IN PHOTOS: Lumad Bakwit School's moving-up ceremony

With pride and gratitude, 30 Lumad students graduated from junior high school last March 29.

In 2017, about 100 Lumad students, parents, and teachers mounted a Bakwit School in Metro Manila, a makeshift school for displaced indigenous children.

Bakwit is a colloquial term for evacuees. The Lumad, for instance, were forced to flee their homes following attacks – including those by state forces – on their schools and communities.

Save Our Schools Network, the host of the Lumad Bakwit School, has been reaching out to various institutions in the metropolis in the past few years to help displaced children continue their studies and to amplify the Lumad tribes' rallying call for education, ancestral lands, and self-determination, all of which are constitutional rights.

The Lumad Bakwit School Moving Up ceremony last March 29, 2019 is a testament to the significance of the Lumad struggle.
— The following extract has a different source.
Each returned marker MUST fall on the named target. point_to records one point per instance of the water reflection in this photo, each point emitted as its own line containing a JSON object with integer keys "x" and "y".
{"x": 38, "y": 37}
Despite the destruction brought by Martial Law in Mindanao, 30 Lumad students successfully graduated from junior high school.

During the event, supporters belonging to various institutions from academic to religious stood as the parents of the students. The Lumad students were more than happy to have people such as UP Diliman Chancellor Michael Tan and Bayan Muna president Satur Ocampo give them their certificates and medals along with an auditorium full of supporters to cheer them on on their special day.

The Moving Up ceremony signifies the successes brought by the militant Lumad spirit in the form of Save Our Schools Network and ultimately, the need to stand firmly with Lumad schools.

As long as violence exists in the indigenous communities of Mindanao, the experience of having to bakwit will consume the Lumad youth’s childhoods for generations to come.